I came across OpenALPR a little while ago when thinking about the general problem of enhancing the value of video feeds. It has an easy to use Python binding so it didn’t take very long to create an rt-ai Edge stream processing element (SPE). Actually, the OpenALPR part of it is one line of code – it takes a jpeg from the video stream and adds any recognized plate info as metadata to the output message. The trivial stream processing network in the screen capture above shows its operation as an inline semantic enhancer of a video stream. The OpenALPR SPE only outputs a video frame it if either already contains metadata or else the OpenALPR SPE has added metadata. In this way, multiple recognizers can be applied to the same frame using a pipeline of SPEs.
While I can now see a few private houses starting to sprout specialized license plate reading cameras (which are optimized for this purpose, especially for night operation), I don’t have anything set up as yet so I had to make do with printing car images and waving them in front of a webcam. Seemed to work fine but it would be nice to have a proper setup.

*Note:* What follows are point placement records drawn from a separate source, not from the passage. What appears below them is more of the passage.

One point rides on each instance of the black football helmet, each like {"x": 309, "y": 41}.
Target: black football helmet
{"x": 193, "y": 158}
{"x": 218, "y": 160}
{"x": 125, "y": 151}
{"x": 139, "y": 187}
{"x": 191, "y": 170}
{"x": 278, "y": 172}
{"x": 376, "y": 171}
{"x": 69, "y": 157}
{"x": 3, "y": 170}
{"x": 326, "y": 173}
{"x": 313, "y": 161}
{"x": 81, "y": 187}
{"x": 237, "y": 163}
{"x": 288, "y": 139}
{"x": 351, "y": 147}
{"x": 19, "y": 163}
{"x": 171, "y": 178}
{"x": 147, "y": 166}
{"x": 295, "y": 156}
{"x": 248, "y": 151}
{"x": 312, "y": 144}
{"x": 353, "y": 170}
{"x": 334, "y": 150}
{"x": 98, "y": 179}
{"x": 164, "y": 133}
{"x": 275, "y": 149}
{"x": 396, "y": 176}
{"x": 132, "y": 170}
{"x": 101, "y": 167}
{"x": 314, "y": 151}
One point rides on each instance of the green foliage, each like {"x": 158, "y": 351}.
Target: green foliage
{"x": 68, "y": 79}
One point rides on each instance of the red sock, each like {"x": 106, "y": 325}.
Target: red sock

Recognized license plate metadata then becomes another feature that can be used for machine learning and inference within the edge environment – another step on the path to sentient spaces perhaps.
rt-ai Edge is progressing nicely and now supports multi-node operation (i.e. multiple networked servers participating in a processing network) along with real-time monitoring. The screen capture shows a simple processing network where the video feed from a camera is passed through a DeepLab-v3+ stream processing element (SPE) and then on to two separate media viewers. At the top of each SPE block in the Designer window is some text like Cam(Default). Here, Cam is the name given to the SPE while Default is the name of the node (server) on which the SPE is running. In this design there are two nodes, Default and rtai0.
The code underlying the common SPE API communicates with the Designer window and supplies the stats about bytes and messages in and out. Soon, this path will also allow SPE-specific real-time parameter tweaking from the Designer window.
To add a node to the system, it just needs to have all of the prerequisites installed and run a special NodeManager SPE. This also communicates with the Designer and supports SPE deployment and runtime control, activated when the user presses the Deploy design button. Moving an SPE between nodes is just a case of reassigning it, generating the design and then deploying the design again.
The green outlines around each SPE indicate the state of the SPE and the node on which it is running. When it is all green, as in the first screen capture, this indicates that both SPE and node are running. For the second screen capture, I manually terminated the View2 SPE on rtai0. The inner part of the outline has now gone red. This indicates that the node is up but the SPE is down. If the outline is all red, it means that the node is down and not communicating with the Designer.
It’s interesting to note that DeepLab-v3+ is processing around 5 frames per second using a GTX-1080 GPU. The input rate from the camera is 30 frames per second. The processor drops frames while it is still processing an earlier frame, ensuring that queues do not build up and latency is kept to a minimum.